Board members could also give the go-ahead to a day treatment site in a wing of Brunswick County Academy, the district’s alternative middle and high school. The cost to renovate there would reach $112,000, including building a separate entrance for the elementary students.
“The concern with BCA is just having those elementary kids still on the same campus with middle and high school students and not having any other peer groups that are elementary age on the same campus,” Meadows said, noting the move could raise questions of civil rights violations.
Another question remaining is how much it will cost to bus the identified students. It could run anywhere from $108,000 to $375,000 for transportation, depending on whether the children are taken to their home school first and then the facility or dropped off directly at the day treatment site.
“I don’t know what the answer is about where to have it, but it certainly looks like…it would help more children,” board vice chairwoman Shirley Babson said.
But time is running out to provide that help, Meadows said. The district has already faltered on the original timeline for having the day treatment facility in place at the start of the new school year, due to the 90-day state approval process. And additional staff still must be hired.

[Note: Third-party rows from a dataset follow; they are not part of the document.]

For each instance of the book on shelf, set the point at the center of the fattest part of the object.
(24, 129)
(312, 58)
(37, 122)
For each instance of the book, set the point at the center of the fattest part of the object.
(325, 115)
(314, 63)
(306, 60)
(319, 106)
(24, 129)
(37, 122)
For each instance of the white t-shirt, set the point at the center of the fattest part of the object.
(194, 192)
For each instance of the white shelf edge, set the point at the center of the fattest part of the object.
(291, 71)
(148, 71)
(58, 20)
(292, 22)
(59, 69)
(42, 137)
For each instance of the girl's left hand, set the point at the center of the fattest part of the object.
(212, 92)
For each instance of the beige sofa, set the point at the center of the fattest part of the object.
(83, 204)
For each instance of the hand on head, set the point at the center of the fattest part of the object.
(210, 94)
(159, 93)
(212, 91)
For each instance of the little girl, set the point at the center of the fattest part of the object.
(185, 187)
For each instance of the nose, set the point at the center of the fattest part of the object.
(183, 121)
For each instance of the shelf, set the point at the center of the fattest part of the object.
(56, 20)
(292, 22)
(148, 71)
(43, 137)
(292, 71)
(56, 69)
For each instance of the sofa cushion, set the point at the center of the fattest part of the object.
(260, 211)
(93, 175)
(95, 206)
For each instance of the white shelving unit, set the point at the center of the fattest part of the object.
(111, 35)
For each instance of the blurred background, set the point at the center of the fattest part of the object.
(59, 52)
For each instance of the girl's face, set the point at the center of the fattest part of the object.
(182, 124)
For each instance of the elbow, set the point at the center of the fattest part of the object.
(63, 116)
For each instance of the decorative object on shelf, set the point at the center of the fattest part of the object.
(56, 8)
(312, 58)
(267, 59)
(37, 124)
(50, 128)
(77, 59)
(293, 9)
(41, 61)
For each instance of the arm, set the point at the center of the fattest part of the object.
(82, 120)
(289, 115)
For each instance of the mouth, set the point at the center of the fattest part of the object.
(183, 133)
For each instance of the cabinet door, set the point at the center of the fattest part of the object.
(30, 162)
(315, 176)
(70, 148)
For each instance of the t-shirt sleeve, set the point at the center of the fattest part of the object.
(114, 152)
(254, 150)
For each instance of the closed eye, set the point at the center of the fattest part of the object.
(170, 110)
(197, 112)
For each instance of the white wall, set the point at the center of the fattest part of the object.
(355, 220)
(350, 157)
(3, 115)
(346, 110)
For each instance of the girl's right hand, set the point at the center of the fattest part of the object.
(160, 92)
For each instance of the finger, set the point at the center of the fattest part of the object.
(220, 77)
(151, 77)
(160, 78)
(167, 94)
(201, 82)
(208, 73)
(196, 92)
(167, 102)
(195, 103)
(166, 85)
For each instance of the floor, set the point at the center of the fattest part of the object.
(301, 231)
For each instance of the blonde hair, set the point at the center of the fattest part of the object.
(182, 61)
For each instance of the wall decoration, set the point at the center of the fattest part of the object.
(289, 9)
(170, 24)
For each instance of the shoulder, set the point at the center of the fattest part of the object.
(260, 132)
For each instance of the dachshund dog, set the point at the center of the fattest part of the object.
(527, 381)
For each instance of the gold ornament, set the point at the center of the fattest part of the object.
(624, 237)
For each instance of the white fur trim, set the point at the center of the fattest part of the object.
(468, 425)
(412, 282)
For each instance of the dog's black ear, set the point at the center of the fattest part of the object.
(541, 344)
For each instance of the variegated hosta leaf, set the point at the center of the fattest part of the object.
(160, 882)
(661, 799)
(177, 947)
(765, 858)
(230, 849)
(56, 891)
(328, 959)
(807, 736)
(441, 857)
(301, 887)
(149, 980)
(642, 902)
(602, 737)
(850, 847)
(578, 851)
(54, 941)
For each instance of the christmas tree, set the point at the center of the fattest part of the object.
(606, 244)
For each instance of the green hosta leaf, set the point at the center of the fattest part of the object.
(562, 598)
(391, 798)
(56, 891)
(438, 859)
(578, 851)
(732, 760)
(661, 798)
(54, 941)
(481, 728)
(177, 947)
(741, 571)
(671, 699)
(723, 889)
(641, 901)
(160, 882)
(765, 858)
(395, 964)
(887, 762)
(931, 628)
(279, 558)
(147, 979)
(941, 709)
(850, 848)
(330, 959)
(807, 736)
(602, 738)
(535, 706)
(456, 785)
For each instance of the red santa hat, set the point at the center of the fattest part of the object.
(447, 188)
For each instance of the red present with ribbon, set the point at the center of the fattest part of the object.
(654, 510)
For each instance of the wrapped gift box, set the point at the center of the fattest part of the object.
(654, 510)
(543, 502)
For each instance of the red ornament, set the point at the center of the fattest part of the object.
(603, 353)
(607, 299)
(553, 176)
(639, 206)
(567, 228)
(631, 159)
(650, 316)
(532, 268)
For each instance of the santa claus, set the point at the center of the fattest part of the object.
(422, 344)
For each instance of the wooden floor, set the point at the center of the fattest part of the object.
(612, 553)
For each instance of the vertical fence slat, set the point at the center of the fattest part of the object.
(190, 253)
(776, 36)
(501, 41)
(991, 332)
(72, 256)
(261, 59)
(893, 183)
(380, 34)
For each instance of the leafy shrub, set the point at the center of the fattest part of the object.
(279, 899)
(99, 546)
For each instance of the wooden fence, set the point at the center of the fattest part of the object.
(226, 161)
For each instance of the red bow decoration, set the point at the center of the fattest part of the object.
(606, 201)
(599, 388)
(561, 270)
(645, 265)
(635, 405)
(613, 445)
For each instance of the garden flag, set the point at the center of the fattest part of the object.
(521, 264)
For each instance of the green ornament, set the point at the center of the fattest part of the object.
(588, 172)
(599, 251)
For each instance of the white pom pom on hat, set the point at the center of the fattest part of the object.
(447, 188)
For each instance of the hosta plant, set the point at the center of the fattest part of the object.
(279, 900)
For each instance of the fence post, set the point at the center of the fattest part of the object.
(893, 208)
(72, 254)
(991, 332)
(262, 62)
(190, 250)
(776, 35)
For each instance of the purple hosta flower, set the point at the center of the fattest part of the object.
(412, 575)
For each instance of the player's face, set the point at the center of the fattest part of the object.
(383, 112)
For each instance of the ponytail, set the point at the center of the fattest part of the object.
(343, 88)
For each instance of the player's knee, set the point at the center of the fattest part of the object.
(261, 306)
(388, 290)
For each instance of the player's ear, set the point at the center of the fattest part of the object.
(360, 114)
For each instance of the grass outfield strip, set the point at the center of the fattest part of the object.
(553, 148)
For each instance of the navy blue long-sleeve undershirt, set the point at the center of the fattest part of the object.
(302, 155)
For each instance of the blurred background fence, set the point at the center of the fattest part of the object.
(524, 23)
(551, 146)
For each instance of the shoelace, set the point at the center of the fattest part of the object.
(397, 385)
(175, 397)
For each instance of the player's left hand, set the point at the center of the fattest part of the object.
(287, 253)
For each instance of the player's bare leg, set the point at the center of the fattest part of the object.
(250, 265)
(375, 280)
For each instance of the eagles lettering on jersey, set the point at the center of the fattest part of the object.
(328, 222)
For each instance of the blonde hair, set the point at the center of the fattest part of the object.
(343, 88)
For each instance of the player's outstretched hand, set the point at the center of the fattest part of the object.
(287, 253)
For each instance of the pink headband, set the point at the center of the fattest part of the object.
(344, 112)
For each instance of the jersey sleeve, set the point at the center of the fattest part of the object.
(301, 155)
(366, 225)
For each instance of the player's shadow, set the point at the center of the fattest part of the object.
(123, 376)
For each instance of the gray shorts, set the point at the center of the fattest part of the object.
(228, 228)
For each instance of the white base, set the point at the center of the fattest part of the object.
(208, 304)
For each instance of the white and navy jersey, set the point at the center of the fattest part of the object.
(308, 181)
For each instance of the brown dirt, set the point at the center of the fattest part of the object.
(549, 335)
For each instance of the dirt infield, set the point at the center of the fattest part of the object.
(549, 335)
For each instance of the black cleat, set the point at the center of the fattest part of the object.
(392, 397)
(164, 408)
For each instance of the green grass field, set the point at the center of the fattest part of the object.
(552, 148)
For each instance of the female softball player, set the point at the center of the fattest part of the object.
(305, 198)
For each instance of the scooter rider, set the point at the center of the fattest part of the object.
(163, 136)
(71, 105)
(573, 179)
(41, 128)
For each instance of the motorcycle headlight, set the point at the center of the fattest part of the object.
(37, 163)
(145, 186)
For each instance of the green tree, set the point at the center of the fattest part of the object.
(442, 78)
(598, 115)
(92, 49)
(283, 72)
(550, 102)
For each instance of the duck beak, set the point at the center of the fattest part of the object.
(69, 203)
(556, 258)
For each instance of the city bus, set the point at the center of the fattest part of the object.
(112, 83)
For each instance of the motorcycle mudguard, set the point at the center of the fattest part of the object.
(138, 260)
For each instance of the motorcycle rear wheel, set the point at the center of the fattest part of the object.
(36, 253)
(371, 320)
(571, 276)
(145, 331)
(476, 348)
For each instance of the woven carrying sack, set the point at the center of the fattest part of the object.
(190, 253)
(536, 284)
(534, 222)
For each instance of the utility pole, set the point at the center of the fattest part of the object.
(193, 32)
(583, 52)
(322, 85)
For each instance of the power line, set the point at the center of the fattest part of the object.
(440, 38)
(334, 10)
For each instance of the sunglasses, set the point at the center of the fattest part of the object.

“Would the program not be as successful if you went in two or three months into the school year versus the next semester?” board member Bud Thorsen asked.
“I don’t know that would it matter,” Meadows responded. “Once the school year starts and you’re starting after the school year starts, whether it is in October, November or January, it wouldn’t matter because the kids aren’t on semester classes like they are in high school.”
The real difficulty in beginning late, she said, is that most day treatment facilities retain students for a minimum of six months. Depending on when the site opens, some of that time might run into the summer, when children would still receive counseling but would miss out on the academic component.
The full board is expected to make a decision on a day treatment facility location at its next regular meeting at 6:30 p.m. Tuesday, July 7, in the David R. Sandifer Building at the Brunswick County Government Center.